Here's how to encode a message to JSON, exported as IO data:

```elixir
iex> msg = %Fiz.Foo{a: 42}
iex> {:ok, iodata} = Protox.json_encode(msg)
{:ok, ["{", ["\"a\"", ":", "42"], "}"]}
```

Or, with throwing style:

```elixir
iex> msg = %Fiz.Foo{a: 42}
iex> iodata = Protox.json_encode!(msg)
["{", ["\"a\"", ":", "42"], "}"]
```

It's also possible to call `json_encode` and `json_encode!` directly on the generated structures:

```elixir
iex> {:ok, iodata} = Fiz.Foo.json_encode(msg)
iex> iodata = Fiz.Foo.json_encode!(msg)
```

### Decode

Here's how to decode JSON to a message:

```elixir
iex> Protox.json_decode("{\"a\":42}", Fiz.Foo)
{:ok, %Fiz.Foo{__uf__: [], a: 42, b: %{}}}
```

Or, with throwing style:

```elixir
iex> Protox.json_decode!("{\"a\":42}", Fiz.Foo)
%Fiz.Foo{__uf__: [], a: 42, b: %{}}
```

It's also possible to call `json_decode` and `json_decode!` directly on the generated structures:

```elixir
iex> Fiz.Foo.json_decode("{\"a\":42}")
iex> Fiz.Foo.json_decode!("{\"a\":42}")
```


### JSON library configuration

By default, `protox` uses [`Jason`](https://github.com/michalmuskala/jason) to encode values to JSON (mostly to escape strings). You can also use [`Poison`](https://github.com/devinus/poison):

```elixir
iex> Protox.json_decode!(iodata, Fiz.Foo, json_library: Protox.Poison)
iex> Protox.json_encode!(msg, json_library: Protox.Poison)
```

ℹ️ You can use any other library by implementing the `Protox.JsonLibrary` behaviour.
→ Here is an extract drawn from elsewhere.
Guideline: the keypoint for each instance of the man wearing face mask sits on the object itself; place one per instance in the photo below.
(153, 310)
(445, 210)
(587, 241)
👉 Don't forget to add the chosen library to the list of dependencies in `mix.exs`.

### Well-known types

Note that `protox` does not completely support the [Any](https://developers.google.com/protocol-buffers/docs/reference/google.protobuf#any) well-know type: it will be encoded and decoded like a regular message, rather than with the custom encoding specified in the [JSON specification](https://developers.google.com/protocol-buffers/docs/proto3#json).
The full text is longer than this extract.